Für viele Palästinenser war sie ihre Stimme und ihr Gesicht in der arabischen Welt: Shireen Abu Akleh starb in Jenin an einem Kopfschuss. Nach ihrem Tod wird die Journalistin zum Propagandawerkzeug.

Journalisten dürfen niemals das Ziel von Angriffen sein. Ihr Schutz ist ein Kernelement von Pressefreiheit und international geltendes Recht. Dennoch werden jedes Jahr Dutzende von Journalisten in verschiedenen Konfliktgebieten getötet.

Der Tod jedes einzelnen von ihnen verdiente alle Aufmerksamkeit der Welt. Und doch sind es nur ganz wenige Fälle, die ans Licht der Öffentlichkeit gelangen. Shireen Abu Aklehs Tod ist einer davon, allerdings aus einem weniger lauteren Motiv als dem Schutz der Pressefreiheit: er wurde von der ersten Stunde an politisch instrumentalisiert und propagandistisch missbraucht.

Die Fakten

Nachdem in den letzten eineinhalb Monaten neunzehn Israelis bei Terroranschlägen getötet worden sind, führen die israelischen Verteidigungskräfte (IDF) Razzien in der Westbank durch, um Attentäter und deren Komplizen zu verhaften. So auch am Morgen des 11. Mai.

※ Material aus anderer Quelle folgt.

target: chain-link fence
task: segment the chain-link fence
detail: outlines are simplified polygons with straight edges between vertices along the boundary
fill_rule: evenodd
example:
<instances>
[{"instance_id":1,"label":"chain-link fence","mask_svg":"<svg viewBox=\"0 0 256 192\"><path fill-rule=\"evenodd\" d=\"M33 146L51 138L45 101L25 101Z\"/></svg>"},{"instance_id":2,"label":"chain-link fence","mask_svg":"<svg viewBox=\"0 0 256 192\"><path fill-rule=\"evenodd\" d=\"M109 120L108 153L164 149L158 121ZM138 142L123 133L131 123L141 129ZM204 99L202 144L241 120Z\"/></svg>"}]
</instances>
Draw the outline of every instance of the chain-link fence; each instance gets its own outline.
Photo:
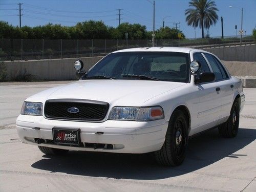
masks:
<instances>
[{"instance_id":1,"label":"chain-link fence","mask_svg":"<svg viewBox=\"0 0 256 192\"><path fill-rule=\"evenodd\" d=\"M156 39L155 46L200 49L240 44L239 38L227 37L224 39ZM250 37L243 38L242 42L243 44L254 43L254 40ZM79 58L104 55L120 49L152 46L152 41L148 39L0 39L0 60Z\"/></svg>"}]
</instances>

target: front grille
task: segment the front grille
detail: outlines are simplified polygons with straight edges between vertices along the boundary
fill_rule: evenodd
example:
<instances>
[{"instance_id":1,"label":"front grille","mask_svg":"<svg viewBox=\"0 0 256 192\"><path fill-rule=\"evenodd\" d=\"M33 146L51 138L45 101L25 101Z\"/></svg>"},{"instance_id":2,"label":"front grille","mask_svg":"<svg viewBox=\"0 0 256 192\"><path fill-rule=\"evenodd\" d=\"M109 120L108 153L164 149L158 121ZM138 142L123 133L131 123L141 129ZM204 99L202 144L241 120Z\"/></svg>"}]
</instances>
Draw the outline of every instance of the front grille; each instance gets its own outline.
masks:
<instances>
[{"instance_id":1,"label":"front grille","mask_svg":"<svg viewBox=\"0 0 256 192\"><path fill-rule=\"evenodd\" d=\"M109 103L84 99L50 99L45 105L45 116L50 119L80 121L100 121L109 110ZM68 111L71 108L79 110L76 113Z\"/></svg>"}]
</instances>

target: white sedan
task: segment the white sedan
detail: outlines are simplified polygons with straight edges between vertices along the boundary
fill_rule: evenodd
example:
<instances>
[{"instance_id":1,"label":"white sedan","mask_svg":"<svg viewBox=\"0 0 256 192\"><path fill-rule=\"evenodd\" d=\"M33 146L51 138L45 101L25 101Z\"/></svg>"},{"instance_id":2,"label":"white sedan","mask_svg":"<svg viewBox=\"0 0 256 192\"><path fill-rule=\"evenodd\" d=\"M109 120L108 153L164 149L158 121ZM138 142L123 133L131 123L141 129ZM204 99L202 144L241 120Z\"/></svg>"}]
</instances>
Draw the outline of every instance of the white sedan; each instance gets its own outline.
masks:
<instances>
[{"instance_id":1,"label":"white sedan","mask_svg":"<svg viewBox=\"0 0 256 192\"><path fill-rule=\"evenodd\" d=\"M235 137L245 100L217 57L190 48L149 47L108 54L80 79L27 98L16 120L24 143L48 155L69 150L154 152L178 165L188 137L213 127Z\"/></svg>"}]
</instances>

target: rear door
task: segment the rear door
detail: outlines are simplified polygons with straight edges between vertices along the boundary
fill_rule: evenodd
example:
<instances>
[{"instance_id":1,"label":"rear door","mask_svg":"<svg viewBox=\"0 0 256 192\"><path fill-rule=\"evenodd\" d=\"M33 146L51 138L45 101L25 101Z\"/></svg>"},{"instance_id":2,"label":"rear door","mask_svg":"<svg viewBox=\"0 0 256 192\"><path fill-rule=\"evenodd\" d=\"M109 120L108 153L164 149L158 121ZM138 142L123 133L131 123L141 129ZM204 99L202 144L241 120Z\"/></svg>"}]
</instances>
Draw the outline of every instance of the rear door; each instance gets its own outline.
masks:
<instances>
[{"instance_id":1,"label":"rear door","mask_svg":"<svg viewBox=\"0 0 256 192\"><path fill-rule=\"evenodd\" d=\"M193 59L201 65L200 71L197 73L198 74L204 72L212 72L210 66L202 53L194 53ZM197 84L196 86L198 90L197 92L198 103L197 125L195 132L198 133L217 124L221 97L220 91L216 91L219 86L215 81Z\"/></svg>"},{"instance_id":2,"label":"rear door","mask_svg":"<svg viewBox=\"0 0 256 192\"><path fill-rule=\"evenodd\" d=\"M219 112L219 118L222 122L222 119L229 116L232 105L233 96L233 85L227 73L218 59L213 55L203 53L207 59L216 77L215 83L216 89L220 89L219 94L221 99L218 105L220 106ZM220 122L219 122L220 123Z\"/></svg>"}]
</instances>

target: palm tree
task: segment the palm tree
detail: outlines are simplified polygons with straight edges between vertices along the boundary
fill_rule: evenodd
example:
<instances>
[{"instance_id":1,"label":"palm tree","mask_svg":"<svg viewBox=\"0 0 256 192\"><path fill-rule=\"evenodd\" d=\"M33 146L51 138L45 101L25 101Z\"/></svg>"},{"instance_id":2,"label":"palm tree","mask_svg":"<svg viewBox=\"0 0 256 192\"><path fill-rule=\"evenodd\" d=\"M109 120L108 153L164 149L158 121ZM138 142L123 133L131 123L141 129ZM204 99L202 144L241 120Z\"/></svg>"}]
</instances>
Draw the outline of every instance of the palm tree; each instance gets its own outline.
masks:
<instances>
[{"instance_id":1,"label":"palm tree","mask_svg":"<svg viewBox=\"0 0 256 192\"><path fill-rule=\"evenodd\" d=\"M202 29L202 37L204 38L204 28L209 29L210 26L216 23L218 16L216 11L216 4L212 0L191 0L189 3L189 7L193 8L186 9L186 21L187 25L194 28Z\"/></svg>"}]
</instances>

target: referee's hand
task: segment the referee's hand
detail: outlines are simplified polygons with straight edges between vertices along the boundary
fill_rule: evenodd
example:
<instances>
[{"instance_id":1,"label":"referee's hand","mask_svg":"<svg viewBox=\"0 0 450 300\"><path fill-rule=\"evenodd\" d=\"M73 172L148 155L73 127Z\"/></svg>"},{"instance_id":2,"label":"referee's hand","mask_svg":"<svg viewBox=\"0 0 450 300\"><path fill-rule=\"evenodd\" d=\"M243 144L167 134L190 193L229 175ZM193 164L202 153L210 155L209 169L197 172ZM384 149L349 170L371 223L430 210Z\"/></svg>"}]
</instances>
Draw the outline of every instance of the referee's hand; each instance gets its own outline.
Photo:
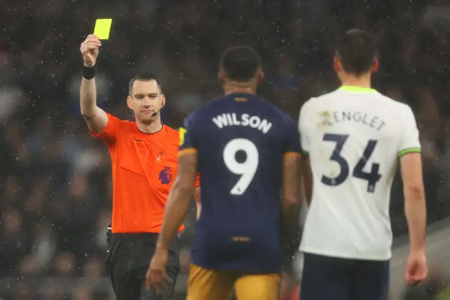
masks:
<instances>
[{"instance_id":1,"label":"referee's hand","mask_svg":"<svg viewBox=\"0 0 450 300\"><path fill-rule=\"evenodd\" d=\"M160 294L161 287L167 289L167 282L172 282L166 273L166 266L169 259L167 249L157 248L146 274L146 288L153 289L156 294Z\"/></svg>"}]
</instances>

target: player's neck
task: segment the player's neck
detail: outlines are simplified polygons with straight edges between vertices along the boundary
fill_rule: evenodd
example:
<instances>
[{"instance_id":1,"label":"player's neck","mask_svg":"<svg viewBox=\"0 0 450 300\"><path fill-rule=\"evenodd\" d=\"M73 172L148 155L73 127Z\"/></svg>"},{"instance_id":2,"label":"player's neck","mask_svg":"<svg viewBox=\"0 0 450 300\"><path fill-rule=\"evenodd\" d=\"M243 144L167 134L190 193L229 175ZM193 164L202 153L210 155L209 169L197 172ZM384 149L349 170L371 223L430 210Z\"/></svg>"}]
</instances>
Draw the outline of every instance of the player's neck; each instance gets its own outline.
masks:
<instances>
[{"instance_id":1,"label":"player's neck","mask_svg":"<svg viewBox=\"0 0 450 300\"><path fill-rule=\"evenodd\" d=\"M240 82L228 82L224 85L224 93L230 94L256 94L256 86Z\"/></svg>"},{"instance_id":2,"label":"player's neck","mask_svg":"<svg viewBox=\"0 0 450 300\"><path fill-rule=\"evenodd\" d=\"M161 117L160 115L151 123L145 124L136 119L136 124L139 131L143 133L158 132L162 128L162 123L161 123Z\"/></svg>"},{"instance_id":3,"label":"player's neck","mask_svg":"<svg viewBox=\"0 0 450 300\"><path fill-rule=\"evenodd\" d=\"M361 76L355 76L351 74L342 74L340 82L342 85L350 87L359 87L371 89L371 74L364 74Z\"/></svg>"}]
</instances>

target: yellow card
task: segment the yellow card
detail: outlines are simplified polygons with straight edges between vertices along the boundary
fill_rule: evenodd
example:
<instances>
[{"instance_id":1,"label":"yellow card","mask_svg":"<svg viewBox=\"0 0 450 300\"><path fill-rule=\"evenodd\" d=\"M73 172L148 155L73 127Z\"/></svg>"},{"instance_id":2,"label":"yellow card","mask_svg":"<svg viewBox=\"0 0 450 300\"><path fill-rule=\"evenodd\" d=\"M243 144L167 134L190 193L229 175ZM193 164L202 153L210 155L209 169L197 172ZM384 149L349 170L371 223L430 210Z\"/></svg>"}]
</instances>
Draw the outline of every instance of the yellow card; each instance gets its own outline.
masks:
<instances>
[{"instance_id":1,"label":"yellow card","mask_svg":"<svg viewBox=\"0 0 450 300\"><path fill-rule=\"evenodd\" d=\"M109 39L112 23L112 19L97 19L94 34L98 37L98 39Z\"/></svg>"}]
</instances>

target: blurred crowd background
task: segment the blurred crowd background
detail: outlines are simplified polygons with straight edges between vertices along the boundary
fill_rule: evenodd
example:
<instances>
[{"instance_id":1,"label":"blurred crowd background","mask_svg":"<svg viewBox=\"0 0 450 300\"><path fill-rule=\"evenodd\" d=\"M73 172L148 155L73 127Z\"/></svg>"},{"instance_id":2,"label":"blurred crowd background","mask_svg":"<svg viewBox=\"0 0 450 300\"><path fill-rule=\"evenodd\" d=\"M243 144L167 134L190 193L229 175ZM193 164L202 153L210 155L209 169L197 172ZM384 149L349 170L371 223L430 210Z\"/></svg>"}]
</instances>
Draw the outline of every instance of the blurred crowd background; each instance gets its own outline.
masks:
<instances>
[{"instance_id":1,"label":"blurred crowd background","mask_svg":"<svg viewBox=\"0 0 450 300\"><path fill-rule=\"evenodd\" d=\"M0 298L113 299L104 266L110 161L78 102L79 45L97 18L113 20L97 63L99 106L132 118L128 81L151 71L164 82L163 122L174 127L221 92L218 59L229 46L262 54L261 94L297 119L309 97L338 87L335 37L369 30L380 43L374 87L411 105L417 118L429 224L450 215L448 1L0 0ZM392 219L395 236L404 234L398 179Z\"/></svg>"}]
</instances>

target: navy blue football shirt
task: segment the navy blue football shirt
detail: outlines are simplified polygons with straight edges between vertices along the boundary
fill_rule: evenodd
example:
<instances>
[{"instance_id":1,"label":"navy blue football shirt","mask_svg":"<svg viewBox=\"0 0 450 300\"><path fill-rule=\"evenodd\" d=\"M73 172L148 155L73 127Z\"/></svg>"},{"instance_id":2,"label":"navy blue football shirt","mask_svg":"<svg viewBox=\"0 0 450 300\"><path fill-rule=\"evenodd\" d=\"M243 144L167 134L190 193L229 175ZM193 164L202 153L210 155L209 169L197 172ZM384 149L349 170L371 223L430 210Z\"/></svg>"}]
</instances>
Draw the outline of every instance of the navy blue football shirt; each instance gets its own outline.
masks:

Während eines dieser Einsätze wurde Abu Akleh von einer Kugel tödlich in den Kopf getroffen. Sie trug einen Helm und eine Splitterschutzweste und war eindeutig als Journalistin identifizierbar. Eine andere Kugel verletzte ihren Kollegen, Ali Samoudi, am Rücken.

Truppen der Spezialeinheit »Duvdevan« der IDF waren zu diesem Zeitpunkt etwa 150 Meter von Abu Akleh entfernt. Die Munition, mit der Abu Akleh getötet wurde, wird sowohl von Palästinensern als auch von israelischen Einheiten genutzt.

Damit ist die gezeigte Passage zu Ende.